Death invariably remains a delicate subject to broach with any family member, particularly when it is imminent. In some cultures, however, it is never raised, as it is considered a taboo. However, in my previous line of work, it gave me the license to be upfront in handling the subject openly with a wide range of clients, but its sensitivity always predicated my approach. Elizabeth Bernstein, writing for the Wall Street Journal, has some exceedingly sound advice for those who have to approach this subject with a dying loved one. Here is a summary of how one can approach the talk:
Talk early. Don’t wait until the very end, when people are understandably very emotional. Time may be limited, and the dying person may move in and out of consciousness.

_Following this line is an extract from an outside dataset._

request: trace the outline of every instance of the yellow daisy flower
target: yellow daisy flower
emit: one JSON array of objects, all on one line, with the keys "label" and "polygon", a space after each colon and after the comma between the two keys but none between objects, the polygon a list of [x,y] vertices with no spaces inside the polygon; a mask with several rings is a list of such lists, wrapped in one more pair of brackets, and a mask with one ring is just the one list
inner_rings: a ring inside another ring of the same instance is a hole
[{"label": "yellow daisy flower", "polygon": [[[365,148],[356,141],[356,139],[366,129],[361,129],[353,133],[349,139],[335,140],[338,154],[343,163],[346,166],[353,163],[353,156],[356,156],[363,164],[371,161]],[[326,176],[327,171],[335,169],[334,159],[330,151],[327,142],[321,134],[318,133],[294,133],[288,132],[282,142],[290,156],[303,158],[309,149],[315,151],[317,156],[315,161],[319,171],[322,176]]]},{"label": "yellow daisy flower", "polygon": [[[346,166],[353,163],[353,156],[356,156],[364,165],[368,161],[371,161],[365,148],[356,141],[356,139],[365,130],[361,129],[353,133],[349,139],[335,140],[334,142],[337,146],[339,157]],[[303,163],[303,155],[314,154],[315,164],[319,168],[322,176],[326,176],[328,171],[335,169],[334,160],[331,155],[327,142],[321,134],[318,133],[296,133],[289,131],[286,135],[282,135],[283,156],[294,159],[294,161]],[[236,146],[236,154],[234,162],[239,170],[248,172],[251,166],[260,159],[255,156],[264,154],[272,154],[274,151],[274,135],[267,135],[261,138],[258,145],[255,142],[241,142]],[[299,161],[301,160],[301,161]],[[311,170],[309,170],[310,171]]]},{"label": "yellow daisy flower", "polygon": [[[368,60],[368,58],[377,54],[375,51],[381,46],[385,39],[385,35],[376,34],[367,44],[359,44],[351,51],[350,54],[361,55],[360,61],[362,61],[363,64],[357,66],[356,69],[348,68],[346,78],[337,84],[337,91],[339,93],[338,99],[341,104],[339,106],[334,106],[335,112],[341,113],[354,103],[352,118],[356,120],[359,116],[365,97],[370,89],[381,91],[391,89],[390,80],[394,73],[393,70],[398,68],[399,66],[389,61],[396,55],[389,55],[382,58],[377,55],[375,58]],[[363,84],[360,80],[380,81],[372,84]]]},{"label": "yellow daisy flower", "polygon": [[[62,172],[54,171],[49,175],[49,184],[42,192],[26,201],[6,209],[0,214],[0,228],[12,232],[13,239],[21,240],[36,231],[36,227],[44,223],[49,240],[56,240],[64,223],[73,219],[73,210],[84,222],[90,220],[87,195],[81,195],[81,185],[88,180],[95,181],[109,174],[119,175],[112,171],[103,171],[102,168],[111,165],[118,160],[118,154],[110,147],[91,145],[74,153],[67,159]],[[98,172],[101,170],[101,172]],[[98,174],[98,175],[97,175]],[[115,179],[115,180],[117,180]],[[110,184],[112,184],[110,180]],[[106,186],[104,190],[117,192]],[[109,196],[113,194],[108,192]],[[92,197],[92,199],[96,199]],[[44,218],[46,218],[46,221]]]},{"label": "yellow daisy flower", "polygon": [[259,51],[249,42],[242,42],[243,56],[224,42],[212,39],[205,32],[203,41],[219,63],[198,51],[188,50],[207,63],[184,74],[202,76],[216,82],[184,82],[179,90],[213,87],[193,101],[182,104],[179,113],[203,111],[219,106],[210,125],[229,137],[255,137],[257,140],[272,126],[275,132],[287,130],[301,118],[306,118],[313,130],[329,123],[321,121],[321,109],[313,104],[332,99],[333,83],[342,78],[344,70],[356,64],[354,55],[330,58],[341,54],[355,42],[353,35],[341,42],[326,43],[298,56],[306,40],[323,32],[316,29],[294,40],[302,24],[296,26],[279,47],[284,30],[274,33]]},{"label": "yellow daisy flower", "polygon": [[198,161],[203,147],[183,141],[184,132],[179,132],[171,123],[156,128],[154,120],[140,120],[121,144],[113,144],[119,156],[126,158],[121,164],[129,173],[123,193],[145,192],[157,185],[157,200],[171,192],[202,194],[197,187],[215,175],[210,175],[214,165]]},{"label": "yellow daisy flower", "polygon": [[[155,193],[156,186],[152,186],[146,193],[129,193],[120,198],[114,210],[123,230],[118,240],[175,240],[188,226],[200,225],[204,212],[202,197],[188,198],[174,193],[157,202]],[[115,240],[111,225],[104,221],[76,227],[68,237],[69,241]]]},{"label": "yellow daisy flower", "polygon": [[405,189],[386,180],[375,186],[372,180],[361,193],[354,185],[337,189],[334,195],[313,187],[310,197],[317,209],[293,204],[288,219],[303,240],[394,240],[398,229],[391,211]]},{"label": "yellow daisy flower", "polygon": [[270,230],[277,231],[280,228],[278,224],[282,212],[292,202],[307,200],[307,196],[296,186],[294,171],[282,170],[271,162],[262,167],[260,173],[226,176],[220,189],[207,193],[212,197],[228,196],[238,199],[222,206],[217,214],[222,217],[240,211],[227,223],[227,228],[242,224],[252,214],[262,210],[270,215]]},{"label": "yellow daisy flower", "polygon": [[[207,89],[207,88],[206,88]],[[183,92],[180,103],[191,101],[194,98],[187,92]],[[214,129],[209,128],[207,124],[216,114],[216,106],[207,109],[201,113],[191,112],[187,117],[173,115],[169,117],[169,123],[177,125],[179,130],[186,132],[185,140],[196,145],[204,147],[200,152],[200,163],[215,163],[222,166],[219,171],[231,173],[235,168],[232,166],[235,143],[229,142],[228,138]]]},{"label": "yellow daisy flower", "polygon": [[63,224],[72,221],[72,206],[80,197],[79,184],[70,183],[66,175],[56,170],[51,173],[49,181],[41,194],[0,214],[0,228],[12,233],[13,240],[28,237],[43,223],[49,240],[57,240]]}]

Make a crib sheet. If you aren’t sure what you want to say or whether you’ll be able to say it, write it down and read it aloud, says Brian Carpenter, professor of psychological and brain sciences at Washington University in St. Louis.
Start with an explanation. And acknowledge the talk is difficult for you. Dr Carpenter suggests: “I’m not sure how much time we’ll have left, and there are some things I want to make sure I say to you while I can.”
Keep it brief. People are likely to have less physical and emotional energy to sit through something long. Pick one to two of the most important things you want to say.
Don’t expect people to change. Not everyone is up for the conversation you envision. If someone doesn’t want to talk, let it go.
Don’t push religion. Not everyone has the same beliefs, and expecting others to share yours is discounting who they are.
Manage your expectations. Often, people think a dying person will offer up the secrets to life or explain a family mystery, says Maureen P. Keeley, professor of interpersonal communication at Texas State University, in San Marcos, Texas. But that may be out of character for the person—and exhausting.
Be compassionate. “In some situations, forgiveness and staying silent may be more gracious than speaking an unkind truth,” Dr Carpenter says.
Be present. Sometimes the best talks happen when you least expect them. So the more time you spend with the person, the more opportunities you will have.